Generic Feedback Widget, Part IV

“For all sad words of tongue and pen, the saddest are these, ‘It might have been.'”
John Greenleaf Whittier

Well, it seemed like a good idea at the time. In fact, I was pretty proud of my Generic Feedback Widget once I had it pretty much all put together. I even felt so good about it that I went ahead and put out an Update Set. Then I started playing around with it while using other User accounts that did not have the admin role, and I realized that something was seriously wrong. In fact, nothing really worked at all. If you are not an admin or an existing member of a conversation, not only can you not enter any new feedback; you can’t even see the existing feedback that is already there. That’s not right!

It took be a little digging around to finally lay my hands on the source of the problem, but I found it.
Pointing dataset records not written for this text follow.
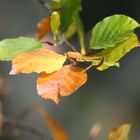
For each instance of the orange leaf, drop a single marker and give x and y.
(43, 27)
(60, 83)
(41, 60)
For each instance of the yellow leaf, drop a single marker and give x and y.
(60, 83)
(120, 133)
(41, 60)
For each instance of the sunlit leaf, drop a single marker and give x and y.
(60, 83)
(41, 60)
(9, 48)
(44, 27)
(56, 4)
(71, 31)
(112, 55)
(80, 32)
(67, 13)
(112, 30)
(55, 23)
(120, 133)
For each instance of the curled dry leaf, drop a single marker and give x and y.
(61, 83)
(120, 133)
(44, 27)
(41, 60)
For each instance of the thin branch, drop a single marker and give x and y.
(90, 66)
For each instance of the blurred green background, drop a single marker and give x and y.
(111, 97)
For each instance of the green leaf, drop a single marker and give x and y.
(55, 23)
(71, 31)
(112, 55)
(56, 4)
(120, 133)
(80, 32)
(70, 8)
(112, 30)
(9, 48)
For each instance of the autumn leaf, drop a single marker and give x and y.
(43, 27)
(120, 133)
(9, 48)
(60, 83)
(41, 60)
(114, 54)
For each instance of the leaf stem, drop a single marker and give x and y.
(90, 66)
(70, 45)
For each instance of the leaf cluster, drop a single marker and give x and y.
(113, 37)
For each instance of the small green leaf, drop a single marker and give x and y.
(67, 13)
(55, 23)
(112, 30)
(120, 133)
(71, 31)
(56, 4)
(9, 48)
(80, 32)
(112, 55)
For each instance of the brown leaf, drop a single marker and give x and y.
(120, 133)
(41, 60)
(44, 27)
(61, 83)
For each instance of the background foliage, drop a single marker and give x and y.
(110, 97)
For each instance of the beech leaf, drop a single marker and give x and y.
(114, 54)
(80, 32)
(44, 27)
(111, 31)
(41, 60)
(60, 83)
(68, 11)
(9, 48)
(55, 23)
(120, 133)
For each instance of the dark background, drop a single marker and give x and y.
(111, 97)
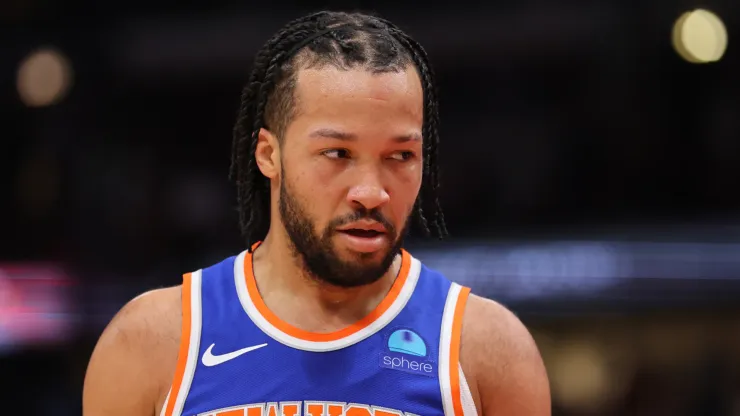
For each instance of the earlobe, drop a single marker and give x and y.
(267, 154)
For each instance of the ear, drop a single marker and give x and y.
(267, 154)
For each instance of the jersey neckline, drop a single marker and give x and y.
(285, 333)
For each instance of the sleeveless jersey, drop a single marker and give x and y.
(237, 358)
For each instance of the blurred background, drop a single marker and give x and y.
(591, 180)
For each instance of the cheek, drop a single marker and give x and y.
(407, 183)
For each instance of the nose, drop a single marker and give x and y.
(368, 192)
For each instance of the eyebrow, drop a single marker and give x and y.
(345, 136)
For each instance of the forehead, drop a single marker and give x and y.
(357, 97)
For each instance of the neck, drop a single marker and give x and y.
(303, 301)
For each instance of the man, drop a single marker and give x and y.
(335, 156)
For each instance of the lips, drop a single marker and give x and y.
(358, 232)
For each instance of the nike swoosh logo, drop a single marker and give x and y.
(210, 360)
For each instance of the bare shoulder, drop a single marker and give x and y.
(502, 362)
(135, 358)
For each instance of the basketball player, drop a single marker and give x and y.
(335, 157)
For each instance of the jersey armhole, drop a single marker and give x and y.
(187, 356)
(451, 379)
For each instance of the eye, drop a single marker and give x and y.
(336, 153)
(403, 156)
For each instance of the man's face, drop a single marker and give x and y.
(351, 170)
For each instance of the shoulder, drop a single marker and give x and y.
(135, 357)
(500, 357)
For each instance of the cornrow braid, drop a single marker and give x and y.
(344, 40)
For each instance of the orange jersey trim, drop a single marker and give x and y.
(285, 327)
(455, 339)
(182, 357)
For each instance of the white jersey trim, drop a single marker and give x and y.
(445, 365)
(323, 346)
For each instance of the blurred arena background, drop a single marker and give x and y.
(591, 180)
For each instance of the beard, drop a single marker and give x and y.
(317, 251)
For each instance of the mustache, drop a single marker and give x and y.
(358, 215)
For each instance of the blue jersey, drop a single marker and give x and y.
(237, 358)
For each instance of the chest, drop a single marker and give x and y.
(391, 373)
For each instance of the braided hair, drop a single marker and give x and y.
(343, 40)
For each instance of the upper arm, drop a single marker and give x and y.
(510, 377)
(132, 358)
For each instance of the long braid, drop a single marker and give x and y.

There is read ACL on the live_group_profile table that includes the following script:

var gr = new GlideRecord('live_group_member');
gr.addQuery('member', GlideappLiveProfile().getID());
gr.addQuery('group', current.sys_id);
gr.addQuery('state', 'admin').addOrCondition('state', 'active');
gr.query();
answer = gr.next();

The impact of that ACL is that you cannot read a record from the live_group_profile table unless you are an existing member of that group. Without access to the group profile, you cannot obtain the sys_id of the group to use in the query of the live_feed_message table to see all of the messages. And you cannot put yourself in the group if you can’t get the ID of the group to include on the live_group_member record you would need to create in order to make yourself a member. The bottom line to all of that is that, if you are not an admin (which overrides this ACL), you cannot see any messages related to the subject of the page and you cannot create any. That pretty much kills the entire basis of what I was trying to do.

The question now, is what, if anything, can be done about it. Obviously, I could simply deactivate that ACL and the problem would be solved, but that would also open up all kinds of other problems that that ACL was designed to avoid, so that’s not really a viable option. I could give up on my desire to leverage these existing tables and functions and just set up all new tables for this process with their own ACLs, but that seems like quite a bit more work than I normally care to undertake. Still, it seems as though there has got to be a way to leverage what I have already built without breaking things that are already in the product and not signing up for a major project. I need to figure out a way for non group members to read the group record without effectively killing that ACL for other purposes, or I am going to have to start all over with custom tables of my own design.